Friday 19 October 2007

Is the Titanic a community thing?

What is it about the Titanic? For some people it seems to have assumed sacred stratus, while for others it just gets a shrug of the shoulders. Is it another one of those subtle signs that give away your 'community background', like the space between your eyes?

The whole Titanic 'industry' seems to be unionist – from the politicians pushing it, to the gushing enthusiasm for Belfast's glory days of heavy metal bashing, to the whole macho symbolism of it, to the very location of the shipyard in loyalist east Belfast.

Maybe the Titanic is a symbol of the days gone by when Belfast produced big ships for the maritime empire, and felt itself to be as British as Glasgow or Newcastle. By constantly harping on about the Titanic, the Titanic Quarter (sic), and the whole ship-building industry, maybe unionists are trying to relive, or even revive, that warm glow of Empire.

But others are less impressed. Those whose ancestors were denied jobs in the shipyard, those who were hounded out of the shipyard for being Catholic, those whose family or friends were killed by guns home-made in engineering workshops in or around the shipyards, those who just feel that the Titanic was only a ship, and a disastrously bad one too, and those who just think that money would be better spent on the present-day needs of the people rather than a shrine to past failures.

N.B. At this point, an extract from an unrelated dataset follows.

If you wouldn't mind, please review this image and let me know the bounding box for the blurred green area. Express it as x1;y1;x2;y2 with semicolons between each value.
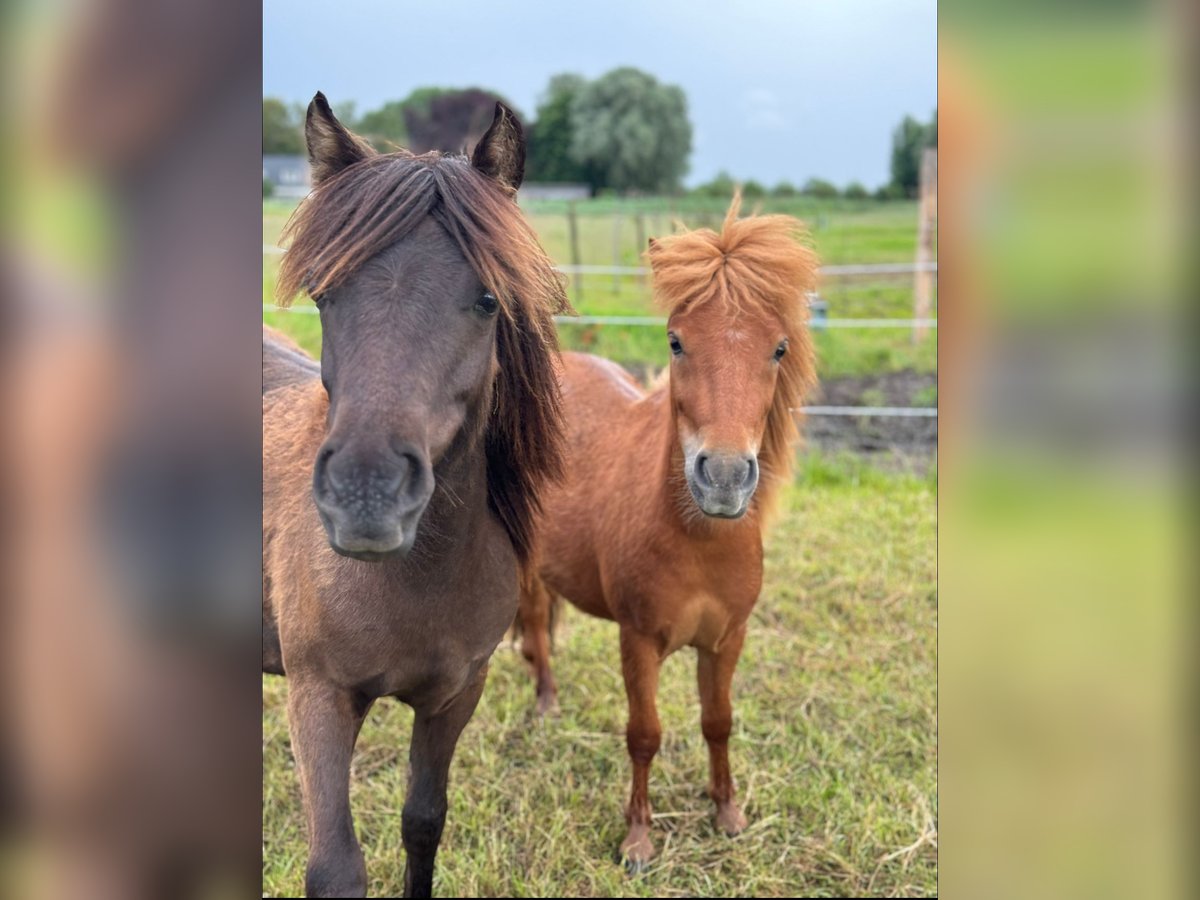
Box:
938;2;1196;899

The Titanic 'industry' tried to get the public to fund an enormously expensive white elephant to 'showcase the city's maritime and industrial heritage', by creating some kind of replica in lights of the failed ship. The funding authorities (the Big Lottery Fund) decided otherwise, and turned down the proposal.

The comment of one contributor to the u.tv website spoke for many:

"Thank goodness the lottery fund saw through this east Belfast White Elephant. Wouldn’t the money be better spent on schools and hospitals instead of all this nonsense of living in the past of a sunk boat?"